Based on the technical purpose, compared with the prior art, the invention has the following advantages:

1. the invention provides a rail transit vehicle component quality detection device, and particularly discloses a detection means for ultrasonic detection risk factors, which can further improve the sensitivity of ultrasonic flaw detection, so that the quality of rail transit vehicle component quality detection is further improved.
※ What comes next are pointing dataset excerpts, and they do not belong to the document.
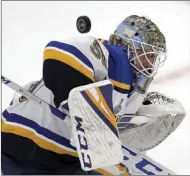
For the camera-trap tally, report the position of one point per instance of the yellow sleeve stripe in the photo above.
(103, 172)
(69, 60)
(110, 119)
(7, 128)
(120, 85)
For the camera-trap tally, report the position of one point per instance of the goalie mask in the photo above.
(143, 43)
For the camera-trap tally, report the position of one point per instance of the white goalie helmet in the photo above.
(143, 43)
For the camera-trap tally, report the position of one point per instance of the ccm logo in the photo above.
(83, 143)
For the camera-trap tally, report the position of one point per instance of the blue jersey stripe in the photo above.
(11, 117)
(71, 49)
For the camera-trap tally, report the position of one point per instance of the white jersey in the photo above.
(41, 125)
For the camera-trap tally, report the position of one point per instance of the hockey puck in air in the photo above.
(83, 24)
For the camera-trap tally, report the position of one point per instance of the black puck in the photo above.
(83, 24)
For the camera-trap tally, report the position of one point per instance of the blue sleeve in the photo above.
(120, 71)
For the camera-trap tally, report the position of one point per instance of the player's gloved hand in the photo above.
(154, 121)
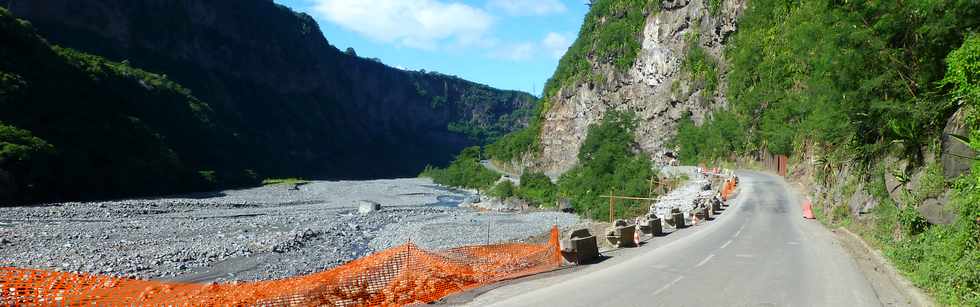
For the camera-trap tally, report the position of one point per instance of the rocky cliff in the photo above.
(303, 107)
(679, 71)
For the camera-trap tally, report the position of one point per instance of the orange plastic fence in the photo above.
(396, 276)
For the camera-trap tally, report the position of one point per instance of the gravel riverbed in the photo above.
(253, 234)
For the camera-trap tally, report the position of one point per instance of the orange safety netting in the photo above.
(396, 276)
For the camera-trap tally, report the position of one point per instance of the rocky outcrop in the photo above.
(956, 156)
(304, 107)
(656, 88)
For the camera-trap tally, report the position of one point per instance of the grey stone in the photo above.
(367, 206)
(956, 155)
(937, 210)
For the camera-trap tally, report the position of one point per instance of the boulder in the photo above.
(367, 206)
(583, 250)
(956, 155)
(652, 227)
(565, 205)
(861, 202)
(937, 211)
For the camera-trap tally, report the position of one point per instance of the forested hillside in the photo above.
(869, 99)
(875, 102)
(276, 99)
(74, 125)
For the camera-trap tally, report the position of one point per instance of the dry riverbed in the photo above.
(253, 234)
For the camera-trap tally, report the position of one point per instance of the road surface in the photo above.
(759, 252)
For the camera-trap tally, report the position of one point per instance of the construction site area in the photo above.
(317, 238)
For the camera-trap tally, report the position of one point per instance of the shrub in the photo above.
(608, 162)
(537, 189)
(465, 171)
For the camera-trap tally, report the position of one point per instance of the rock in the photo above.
(956, 155)
(861, 202)
(937, 211)
(565, 205)
(893, 184)
(366, 206)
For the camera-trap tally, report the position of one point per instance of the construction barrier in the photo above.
(808, 209)
(397, 276)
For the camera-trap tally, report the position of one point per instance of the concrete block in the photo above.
(621, 236)
(678, 220)
(626, 236)
(586, 250)
(367, 206)
(655, 227)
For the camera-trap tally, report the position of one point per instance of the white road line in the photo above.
(704, 261)
(667, 285)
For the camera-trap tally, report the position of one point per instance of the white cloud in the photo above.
(515, 52)
(528, 7)
(423, 24)
(553, 45)
(556, 44)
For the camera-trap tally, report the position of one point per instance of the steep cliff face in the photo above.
(303, 107)
(678, 71)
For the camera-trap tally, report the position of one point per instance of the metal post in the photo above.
(612, 206)
(489, 220)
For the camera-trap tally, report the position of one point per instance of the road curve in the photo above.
(759, 252)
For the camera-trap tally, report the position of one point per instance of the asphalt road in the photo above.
(758, 252)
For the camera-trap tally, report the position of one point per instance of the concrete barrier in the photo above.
(655, 226)
(580, 247)
(621, 236)
(367, 206)
(678, 219)
(716, 204)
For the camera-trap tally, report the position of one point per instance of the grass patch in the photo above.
(274, 181)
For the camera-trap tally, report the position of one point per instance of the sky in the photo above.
(507, 44)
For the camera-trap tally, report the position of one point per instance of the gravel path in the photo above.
(253, 234)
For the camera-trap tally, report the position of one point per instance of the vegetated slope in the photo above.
(74, 125)
(636, 70)
(867, 98)
(306, 108)
(658, 59)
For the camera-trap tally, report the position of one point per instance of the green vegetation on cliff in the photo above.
(465, 171)
(608, 163)
(852, 84)
(74, 125)
(610, 35)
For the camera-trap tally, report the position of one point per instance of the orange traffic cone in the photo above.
(808, 209)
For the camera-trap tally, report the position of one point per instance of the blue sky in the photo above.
(508, 44)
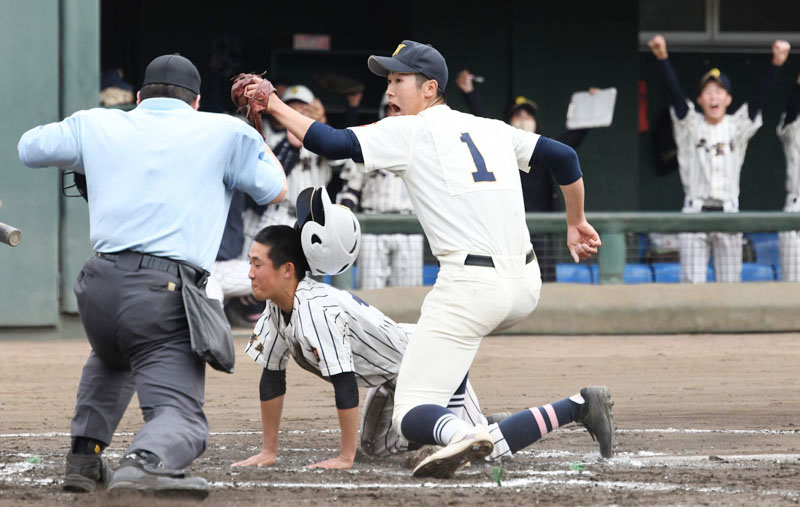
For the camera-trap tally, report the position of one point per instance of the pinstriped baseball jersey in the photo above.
(461, 174)
(377, 192)
(311, 170)
(710, 157)
(790, 138)
(330, 331)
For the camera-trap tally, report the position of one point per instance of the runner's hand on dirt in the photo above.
(262, 459)
(337, 463)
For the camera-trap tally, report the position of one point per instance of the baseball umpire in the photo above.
(461, 174)
(159, 181)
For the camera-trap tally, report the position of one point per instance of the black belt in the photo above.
(134, 260)
(486, 261)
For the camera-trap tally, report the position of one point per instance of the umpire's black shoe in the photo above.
(85, 473)
(598, 417)
(144, 473)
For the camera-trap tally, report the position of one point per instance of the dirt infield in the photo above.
(703, 419)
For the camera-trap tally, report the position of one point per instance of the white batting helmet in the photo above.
(330, 233)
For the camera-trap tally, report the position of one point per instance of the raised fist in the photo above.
(658, 46)
(780, 52)
(464, 81)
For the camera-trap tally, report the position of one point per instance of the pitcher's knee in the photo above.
(398, 414)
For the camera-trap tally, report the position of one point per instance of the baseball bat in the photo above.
(10, 235)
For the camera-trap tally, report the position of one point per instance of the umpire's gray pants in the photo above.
(136, 324)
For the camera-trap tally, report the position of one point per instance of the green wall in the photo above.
(29, 95)
(50, 63)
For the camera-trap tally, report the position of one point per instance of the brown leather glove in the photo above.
(252, 103)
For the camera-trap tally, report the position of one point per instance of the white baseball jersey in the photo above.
(790, 138)
(710, 157)
(330, 331)
(461, 174)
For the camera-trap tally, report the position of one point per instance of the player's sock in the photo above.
(431, 425)
(526, 427)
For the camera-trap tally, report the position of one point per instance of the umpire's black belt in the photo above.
(486, 261)
(131, 260)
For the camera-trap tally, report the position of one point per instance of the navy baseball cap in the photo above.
(173, 70)
(716, 76)
(412, 57)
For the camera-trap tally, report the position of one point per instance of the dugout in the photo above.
(53, 52)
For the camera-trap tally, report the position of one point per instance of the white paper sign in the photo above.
(587, 110)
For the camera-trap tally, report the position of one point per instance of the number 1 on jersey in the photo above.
(482, 174)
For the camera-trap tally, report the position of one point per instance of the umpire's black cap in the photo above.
(412, 57)
(173, 70)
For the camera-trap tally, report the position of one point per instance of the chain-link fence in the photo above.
(637, 248)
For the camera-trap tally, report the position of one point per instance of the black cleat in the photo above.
(598, 417)
(136, 473)
(85, 473)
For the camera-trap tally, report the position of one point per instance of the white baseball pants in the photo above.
(466, 304)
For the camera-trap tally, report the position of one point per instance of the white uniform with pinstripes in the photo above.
(385, 259)
(311, 170)
(710, 159)
(330, 332)
(790, 240)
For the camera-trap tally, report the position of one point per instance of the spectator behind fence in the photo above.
(303, 169)
(540, 190)
(385, 259)
(789, 134)
(711, 150)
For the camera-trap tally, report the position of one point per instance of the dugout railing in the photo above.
(629, 240)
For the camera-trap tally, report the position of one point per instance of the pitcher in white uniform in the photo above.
(460, 171)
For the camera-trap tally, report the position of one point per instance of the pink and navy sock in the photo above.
(526, 427)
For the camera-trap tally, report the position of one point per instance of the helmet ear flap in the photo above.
(315, 240)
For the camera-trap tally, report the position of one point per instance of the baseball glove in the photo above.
(252, 103)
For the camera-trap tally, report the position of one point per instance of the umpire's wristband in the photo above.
(272, 385)
(345, 389)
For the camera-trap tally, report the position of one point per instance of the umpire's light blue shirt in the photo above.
(159, 177)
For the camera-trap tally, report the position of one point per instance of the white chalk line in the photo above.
(535, 480)
(12, 473)
(688, 431)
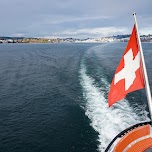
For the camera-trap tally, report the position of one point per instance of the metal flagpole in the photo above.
(144, 70)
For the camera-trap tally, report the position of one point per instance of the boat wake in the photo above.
(108, 122)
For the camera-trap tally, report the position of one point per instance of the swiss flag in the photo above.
(129, 73)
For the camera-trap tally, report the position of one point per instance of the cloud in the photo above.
(92, 32)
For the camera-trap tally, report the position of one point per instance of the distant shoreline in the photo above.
(118, 38)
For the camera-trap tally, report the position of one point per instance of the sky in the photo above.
(73, 18)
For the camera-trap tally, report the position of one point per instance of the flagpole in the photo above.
(147, 87)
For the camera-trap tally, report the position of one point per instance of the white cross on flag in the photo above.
(129, 73)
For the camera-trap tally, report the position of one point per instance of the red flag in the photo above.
(129, 73)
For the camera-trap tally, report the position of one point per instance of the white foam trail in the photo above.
(108, 122)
2. In the reverse propagation process, the RNN model performs first Kalman filtering estimation on a predicted value predicted in the forward propagation process, and the obtained first Kalman filtering estimation value enters the reverse propagation process for calculation. And in the backward propagation process, the LSTM network model performs second Kalman filtering estimation on the predicted value obtained by prediction in the forward propagation process, and the obtained second Kalman filtering estimation value enters the backward propagation process for calculation. The fusion layer is adaptively updated through the first Kalman filtering estimation value and the second Kalman filtering estimation value to obtain updated fusion estimation risk factors, so that the method has high robustness and high precision of the obtained fusion estimation risk factors.

Drawings

FIG. 1 is a schematic structural diagram of a rail transit vehicle component quality detection device according to the present invention;

FIG. 2 is a schematic structural view of the upper/lower inspection probe of FIG. 1;

FIG. 3 is a control flow chart of the rail transit vehicle component quality detection device according to the present invention;

in fig. 1 to 2: 1-a base; 2-a first guide rail; 3-a first inspection robot; 4-supporting the upright post; 5, an upper support; 6-a second guide rail; 7-clamping plate; 8-guide column; 9-screw rod; 10-upper detection probe; 11-a clamping drive motor; 12-a second inspection robot; 13-lower detection probe; 14-probe horizontal plane rotation driving motor; 15-driving motor for vertical rotation of probe; 16-a mounting plate; 17-an ultrasonic detection probe; 18-a camera; 19. a connecting plate.

Detailed Description

The technical solutions in the embodiments of the present invention will be clearly and completely described below with reference to the drawings in the embodiments of the present invention, and it is obvious that the described embodiments are only a part of the embodiments of the present invention, and not all of the embodiments. The following description of at least one exemplary embodiment is merely illustrative in nature and is in no way intended to limit the invention, its application, or uses. All other embodiments, which can be derived by a person skilled in the art from the embodiments given herein without making any creative effort, shall fall within the protection scope of the present invention. The relative arrangement of the components and steps, expressions and numerical values set forth in these embodiments do not limit the scope of the present invention unless specifically stated otherwise. Techniques, methods, and apparatus known to those of ordinary skill in the relevant art may not be discussed in detail but are intended to be part of the specification where appropriate. In all examples shown and discussed herein, any particular value should be construed as merely illustrative, and not limiting. Thus, other examples of the exemplary embodiments may have different values.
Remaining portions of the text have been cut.